Que signifie le fait que Zuckerberg admette désormais ouvertement avoir exclu de la vue tout ce qui contredisait les souhaits du gouvernement ? Cela signifie que les opinions sur le confinement, le port du masque ou les obligations vaccinale, et tout ce qui va avec, y compris la fermeture des églises et des écoles ainsi que les méfaits des vaccins, n’ont pas fait partie du débat public.


Zuckerberg est celui qui connaît le mieux les enjeux. Il comprend les implications et l’ampleur du problème, ainsi que l’ampleur de la corruption et de la tromperie qui règnent aux États-Unis, dans l’Union européenne, au Royaume-Uni et partout dans le monde. Il se dit peut-être que tout finira par éclater au grand jour, alors autant prendre les devants.

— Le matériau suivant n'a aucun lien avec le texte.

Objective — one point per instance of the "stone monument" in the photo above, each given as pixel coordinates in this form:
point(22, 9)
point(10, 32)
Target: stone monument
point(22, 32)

De toutes les entreprises au monde qui auraient une idée précise de l’état de l’opinion publique à l’heure actuelle, c’est Facebook qui est en mesure de mesurer l’ampleur du soutien à Trump. Et Trump a déclaré à plusieurs reprises, notamment dans un nouveau livre à paraître début septembre, qu’il pensait que Zuckerberg devait être poursuivi pour son rôle dans la manipulation des résultats des élections.


L'aveu de Zuckerberg a des implications bien plus importantes que ce que quiconque a jusqu’à présent admis.

Il offre un premier aperçu officiel et confirmé du plus grand scandale de notre époque , le silence mondial des critiques à tous les niveaux de la société, entraînant une manipulation des résultats des élections, une culture publique déformée, la marginalisation de la dissidence, le non-respect de toutes les protections de la liberté d'expression et le gaslighting comme mode de vie du gouvernement à notre époque.